A group of notorious gangsters were involved in stealing the gold, worth an estimated £12million at today’s prices. It was never recovered.

In the 1930s, Imperial Airways transported freight, mail and gold bullion around the globe from the airport.

Security was very lax and with only one person on night duty and nothing but a set of keys keeping them from the strongroom, it was the perfect target for the ruthless robbers.

At 4am on March 6, 1935 three men walked unchallenged into the main airport building while Francis Johnson, the man on duty, woke up and made his way onto the air strip to receive a German airliner.

At 7am he would discover that they had strolled off with a fortune in gold bound for Paris and Brussels.

The gold was never found and despite at least five strong suspects, only one person went to jail for the theft.

Cecil Swanland, a 47-year-old impoverished artist with expensive tastes and a young, stylish wife, was jailed for seven years in connection with the crime.

The other two men charged - Silvio ‘Shonk’ Mazzarda, a 38 year-old bookmaker and prominent member of the notorious Sabini gang and a man in his 70s called John O’Brien - were cleared.

Mazzarda, O’Brien and another man known only as Little Harry were involved in the actual robbery. They were picked up by taxi driver George Mason and driven to the airport to pick up the gold and then taken to Swanland’s house.

If it was not for a cyclist who had taken down the number of the taxi when he saw it by the airport at 5am, the men might never have been caught.

The taxi number led the police to Mason who said that he had been woken up by someone called Little Harry, who they never identified, asking him to drive some men to Croydon Airport from Kings Cross Station.

Mason said that he had known Shonk Mazzarda for 30 years and identified him and O’Brien in an identity parade.
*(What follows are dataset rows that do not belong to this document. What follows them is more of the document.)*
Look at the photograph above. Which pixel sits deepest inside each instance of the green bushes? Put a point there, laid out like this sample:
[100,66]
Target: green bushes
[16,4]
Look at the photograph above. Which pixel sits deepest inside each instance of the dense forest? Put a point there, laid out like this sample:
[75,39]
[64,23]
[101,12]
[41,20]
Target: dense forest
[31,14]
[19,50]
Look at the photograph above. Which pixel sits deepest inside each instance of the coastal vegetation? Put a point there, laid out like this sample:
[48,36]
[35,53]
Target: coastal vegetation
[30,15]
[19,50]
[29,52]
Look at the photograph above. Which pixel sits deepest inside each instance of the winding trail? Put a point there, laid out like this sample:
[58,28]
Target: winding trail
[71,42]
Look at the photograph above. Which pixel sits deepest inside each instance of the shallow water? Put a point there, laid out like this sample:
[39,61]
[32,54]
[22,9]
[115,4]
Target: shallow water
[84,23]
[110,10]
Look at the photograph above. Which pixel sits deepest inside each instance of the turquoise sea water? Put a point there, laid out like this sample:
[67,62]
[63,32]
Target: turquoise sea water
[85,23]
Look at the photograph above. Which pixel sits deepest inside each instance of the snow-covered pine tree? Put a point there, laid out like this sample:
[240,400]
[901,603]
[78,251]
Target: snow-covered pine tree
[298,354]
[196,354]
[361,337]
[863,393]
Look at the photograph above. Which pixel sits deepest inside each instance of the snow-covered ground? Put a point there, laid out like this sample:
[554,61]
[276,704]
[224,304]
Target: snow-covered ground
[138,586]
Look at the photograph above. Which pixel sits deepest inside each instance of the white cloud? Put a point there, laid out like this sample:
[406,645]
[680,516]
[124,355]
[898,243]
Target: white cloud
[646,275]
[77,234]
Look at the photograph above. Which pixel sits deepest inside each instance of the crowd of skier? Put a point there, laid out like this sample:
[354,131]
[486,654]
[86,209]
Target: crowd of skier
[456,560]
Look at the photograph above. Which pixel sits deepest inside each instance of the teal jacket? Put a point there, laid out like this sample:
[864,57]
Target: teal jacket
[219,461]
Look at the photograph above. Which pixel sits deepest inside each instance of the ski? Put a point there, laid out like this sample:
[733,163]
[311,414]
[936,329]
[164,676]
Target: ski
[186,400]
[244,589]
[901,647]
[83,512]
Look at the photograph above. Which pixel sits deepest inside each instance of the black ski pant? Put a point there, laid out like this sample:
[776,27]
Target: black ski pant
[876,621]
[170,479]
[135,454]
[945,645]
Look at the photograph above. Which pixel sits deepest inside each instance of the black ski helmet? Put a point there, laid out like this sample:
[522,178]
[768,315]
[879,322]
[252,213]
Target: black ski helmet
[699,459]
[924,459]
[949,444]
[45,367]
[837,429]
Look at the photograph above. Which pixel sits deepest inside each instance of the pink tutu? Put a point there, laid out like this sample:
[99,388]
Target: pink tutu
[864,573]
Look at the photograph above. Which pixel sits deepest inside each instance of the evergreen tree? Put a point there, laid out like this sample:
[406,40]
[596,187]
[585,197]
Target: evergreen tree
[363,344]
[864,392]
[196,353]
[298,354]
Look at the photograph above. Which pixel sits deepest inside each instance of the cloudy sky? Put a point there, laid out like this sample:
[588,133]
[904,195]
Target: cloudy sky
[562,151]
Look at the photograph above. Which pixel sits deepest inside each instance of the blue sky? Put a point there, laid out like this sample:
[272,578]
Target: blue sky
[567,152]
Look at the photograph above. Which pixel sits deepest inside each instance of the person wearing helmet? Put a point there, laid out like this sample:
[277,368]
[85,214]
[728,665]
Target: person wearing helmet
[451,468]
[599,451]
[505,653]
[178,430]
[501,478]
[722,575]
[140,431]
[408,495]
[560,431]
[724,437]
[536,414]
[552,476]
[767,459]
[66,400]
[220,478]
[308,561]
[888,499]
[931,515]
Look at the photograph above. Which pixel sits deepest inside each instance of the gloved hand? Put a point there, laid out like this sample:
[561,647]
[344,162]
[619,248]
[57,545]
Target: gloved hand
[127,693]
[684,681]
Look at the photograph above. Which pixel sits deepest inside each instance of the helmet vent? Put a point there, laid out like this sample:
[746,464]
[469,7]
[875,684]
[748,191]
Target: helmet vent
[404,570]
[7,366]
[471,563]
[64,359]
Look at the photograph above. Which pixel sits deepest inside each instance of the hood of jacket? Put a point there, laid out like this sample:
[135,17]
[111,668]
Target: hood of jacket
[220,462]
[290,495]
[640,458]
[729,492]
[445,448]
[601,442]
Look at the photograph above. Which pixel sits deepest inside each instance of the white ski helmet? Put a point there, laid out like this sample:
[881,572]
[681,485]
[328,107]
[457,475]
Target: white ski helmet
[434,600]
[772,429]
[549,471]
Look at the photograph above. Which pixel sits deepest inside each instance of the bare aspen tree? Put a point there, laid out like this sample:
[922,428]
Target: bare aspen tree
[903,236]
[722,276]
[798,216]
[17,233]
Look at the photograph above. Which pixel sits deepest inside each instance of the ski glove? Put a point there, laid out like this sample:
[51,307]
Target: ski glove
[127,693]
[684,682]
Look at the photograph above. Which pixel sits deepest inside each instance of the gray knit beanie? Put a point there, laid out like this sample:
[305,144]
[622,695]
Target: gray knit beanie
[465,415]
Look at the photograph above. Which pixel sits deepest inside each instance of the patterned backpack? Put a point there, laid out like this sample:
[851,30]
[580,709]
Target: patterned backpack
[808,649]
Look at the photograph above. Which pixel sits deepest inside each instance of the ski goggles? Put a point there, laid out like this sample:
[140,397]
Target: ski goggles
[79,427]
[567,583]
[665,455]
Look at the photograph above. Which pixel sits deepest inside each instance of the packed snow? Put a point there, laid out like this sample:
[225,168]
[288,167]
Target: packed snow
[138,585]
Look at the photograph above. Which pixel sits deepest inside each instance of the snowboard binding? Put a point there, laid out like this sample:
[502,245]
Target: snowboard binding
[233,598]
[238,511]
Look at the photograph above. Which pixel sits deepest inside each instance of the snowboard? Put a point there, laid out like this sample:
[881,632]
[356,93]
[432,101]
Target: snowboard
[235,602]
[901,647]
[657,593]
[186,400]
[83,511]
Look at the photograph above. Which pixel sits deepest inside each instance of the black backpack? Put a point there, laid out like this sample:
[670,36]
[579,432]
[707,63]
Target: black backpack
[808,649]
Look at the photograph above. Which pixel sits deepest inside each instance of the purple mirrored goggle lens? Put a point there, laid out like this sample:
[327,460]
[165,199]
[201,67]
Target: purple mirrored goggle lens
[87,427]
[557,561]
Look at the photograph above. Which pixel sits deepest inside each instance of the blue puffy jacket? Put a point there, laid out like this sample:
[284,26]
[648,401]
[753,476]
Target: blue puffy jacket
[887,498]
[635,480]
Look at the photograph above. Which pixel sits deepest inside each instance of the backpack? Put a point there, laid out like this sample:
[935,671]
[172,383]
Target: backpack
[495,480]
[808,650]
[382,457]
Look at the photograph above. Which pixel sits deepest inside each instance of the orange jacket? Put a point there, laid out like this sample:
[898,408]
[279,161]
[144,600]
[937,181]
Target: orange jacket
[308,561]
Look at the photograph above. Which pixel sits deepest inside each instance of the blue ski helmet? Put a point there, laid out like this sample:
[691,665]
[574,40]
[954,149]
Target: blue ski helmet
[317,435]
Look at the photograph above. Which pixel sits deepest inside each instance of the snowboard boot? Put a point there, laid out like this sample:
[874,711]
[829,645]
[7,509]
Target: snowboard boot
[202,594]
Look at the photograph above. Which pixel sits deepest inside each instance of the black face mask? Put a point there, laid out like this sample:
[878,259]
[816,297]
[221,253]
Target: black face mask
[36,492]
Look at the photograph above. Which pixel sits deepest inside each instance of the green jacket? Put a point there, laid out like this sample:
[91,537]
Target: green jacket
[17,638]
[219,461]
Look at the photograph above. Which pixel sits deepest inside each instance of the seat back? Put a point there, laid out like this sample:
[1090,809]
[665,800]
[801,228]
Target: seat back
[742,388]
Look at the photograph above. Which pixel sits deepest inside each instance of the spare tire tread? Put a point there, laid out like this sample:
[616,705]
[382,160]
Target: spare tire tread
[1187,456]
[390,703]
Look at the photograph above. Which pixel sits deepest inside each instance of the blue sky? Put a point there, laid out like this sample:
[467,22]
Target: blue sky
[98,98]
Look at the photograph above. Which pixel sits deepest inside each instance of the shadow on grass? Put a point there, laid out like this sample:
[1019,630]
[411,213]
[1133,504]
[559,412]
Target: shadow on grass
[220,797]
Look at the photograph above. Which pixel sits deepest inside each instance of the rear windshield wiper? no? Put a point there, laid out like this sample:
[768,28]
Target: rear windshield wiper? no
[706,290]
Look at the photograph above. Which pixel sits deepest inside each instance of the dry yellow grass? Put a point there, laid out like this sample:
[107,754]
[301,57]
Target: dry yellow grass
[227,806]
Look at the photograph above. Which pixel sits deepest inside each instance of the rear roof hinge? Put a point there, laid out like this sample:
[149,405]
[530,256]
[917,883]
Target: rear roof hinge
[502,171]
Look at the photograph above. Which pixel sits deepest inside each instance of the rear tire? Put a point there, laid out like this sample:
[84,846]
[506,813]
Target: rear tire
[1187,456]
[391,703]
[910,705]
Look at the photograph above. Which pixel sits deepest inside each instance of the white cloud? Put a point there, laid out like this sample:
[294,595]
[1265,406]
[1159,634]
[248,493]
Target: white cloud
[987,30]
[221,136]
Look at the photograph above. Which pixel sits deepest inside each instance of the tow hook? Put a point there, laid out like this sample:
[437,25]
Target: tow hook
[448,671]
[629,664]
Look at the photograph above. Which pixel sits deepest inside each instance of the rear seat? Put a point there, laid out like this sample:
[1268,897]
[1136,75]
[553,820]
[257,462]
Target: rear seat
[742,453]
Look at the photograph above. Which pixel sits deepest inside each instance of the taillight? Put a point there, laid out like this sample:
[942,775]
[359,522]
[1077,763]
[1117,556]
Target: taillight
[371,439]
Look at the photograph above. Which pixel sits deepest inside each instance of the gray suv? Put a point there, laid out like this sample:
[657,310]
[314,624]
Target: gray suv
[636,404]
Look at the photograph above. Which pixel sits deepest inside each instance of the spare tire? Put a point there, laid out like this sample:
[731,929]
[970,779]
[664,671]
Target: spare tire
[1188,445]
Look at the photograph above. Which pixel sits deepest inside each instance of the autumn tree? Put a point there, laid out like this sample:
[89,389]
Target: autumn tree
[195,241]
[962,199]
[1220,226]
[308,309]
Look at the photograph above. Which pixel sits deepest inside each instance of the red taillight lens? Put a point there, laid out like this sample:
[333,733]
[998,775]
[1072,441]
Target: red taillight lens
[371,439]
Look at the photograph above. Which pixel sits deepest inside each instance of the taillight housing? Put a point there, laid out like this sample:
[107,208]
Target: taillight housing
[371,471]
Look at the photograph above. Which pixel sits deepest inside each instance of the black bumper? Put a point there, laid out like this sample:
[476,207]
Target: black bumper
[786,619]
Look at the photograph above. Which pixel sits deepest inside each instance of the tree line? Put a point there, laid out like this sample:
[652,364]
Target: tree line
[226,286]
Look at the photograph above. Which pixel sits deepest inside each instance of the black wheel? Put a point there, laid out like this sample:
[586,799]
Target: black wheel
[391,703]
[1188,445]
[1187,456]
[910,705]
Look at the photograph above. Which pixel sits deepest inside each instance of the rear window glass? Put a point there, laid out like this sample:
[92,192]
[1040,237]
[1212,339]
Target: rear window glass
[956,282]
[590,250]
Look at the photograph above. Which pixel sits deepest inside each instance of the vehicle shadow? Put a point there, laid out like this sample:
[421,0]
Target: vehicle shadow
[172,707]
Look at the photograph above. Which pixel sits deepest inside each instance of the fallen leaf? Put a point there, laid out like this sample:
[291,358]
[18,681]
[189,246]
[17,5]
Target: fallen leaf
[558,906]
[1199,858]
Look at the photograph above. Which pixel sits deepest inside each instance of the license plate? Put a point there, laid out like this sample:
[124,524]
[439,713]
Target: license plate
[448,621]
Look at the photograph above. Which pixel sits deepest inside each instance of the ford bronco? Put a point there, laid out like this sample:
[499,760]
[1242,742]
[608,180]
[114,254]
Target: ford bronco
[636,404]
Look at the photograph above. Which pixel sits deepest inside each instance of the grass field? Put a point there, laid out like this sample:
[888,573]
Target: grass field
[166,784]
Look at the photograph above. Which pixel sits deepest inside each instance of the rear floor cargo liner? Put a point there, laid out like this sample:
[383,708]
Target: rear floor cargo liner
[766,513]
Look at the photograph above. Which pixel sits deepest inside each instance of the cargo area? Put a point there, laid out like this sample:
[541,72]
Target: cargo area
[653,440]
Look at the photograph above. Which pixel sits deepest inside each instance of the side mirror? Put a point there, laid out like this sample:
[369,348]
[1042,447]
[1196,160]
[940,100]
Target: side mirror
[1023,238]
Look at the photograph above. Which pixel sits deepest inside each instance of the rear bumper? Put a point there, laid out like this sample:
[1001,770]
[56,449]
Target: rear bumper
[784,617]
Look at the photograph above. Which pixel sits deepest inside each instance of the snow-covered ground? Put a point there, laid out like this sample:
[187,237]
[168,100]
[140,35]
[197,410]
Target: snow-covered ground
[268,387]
In court, however, he changed his testimony and refused to acknowledge that he knew the men.

As a result they could not be prosecuted and walked away.

According to the released files, the police interviewed Mazzarda again in 1937 and he told them that they had obtained copies of the strongroom keys from Burtwell Peters the chief unloader at the airport. He was paid handsomely for his part in the crime.

It is unknown why Mazzarda felt comfortable talking to the police.

It could be that the getaway driver for the Sabini gang was so confident of his strong mob connections that he was not too worried about being arrested.

Swanland was not so lucky. His nosy landlady Mrs Schultz was able to testify that she had seen a taxi arrive at his house and men unloading boxes early in the morning of March 6.

When the police searched Swanland’s house they found newspaper reports of the theft, an Imperial Airways timetable and debris in the fire place which turned out to be an iron band similar to those securing the boxes of gold.

In the dustbin they found seals for Messrs Japhet & Co, exactly like the ones that had been on one of the missing boxes.

Swanland, who had previously served two substantial prison sentences for forgery and three for theft, was unable to explain why he had ordered £59 worth of clothes, bought a pair of gold cufflinks and a £50 brooch for his 21-year-old wife before the trial, despite having no money.

Evicted from her lodgings, Mrs Swanland moved in with her mother who lived at 48 Dean Street. Although it was never mentioned in court, the police believed that the gold had been transported to this address.

Mrs Swanland, who had no form of income yet, was known to have a substantial bank account after the robbery. She made applications to leave £30 at Wandsworth prison for her caged lover.

For his part, Swanland had to spend seven years locked up before he could enjoy the proceeds of the crime.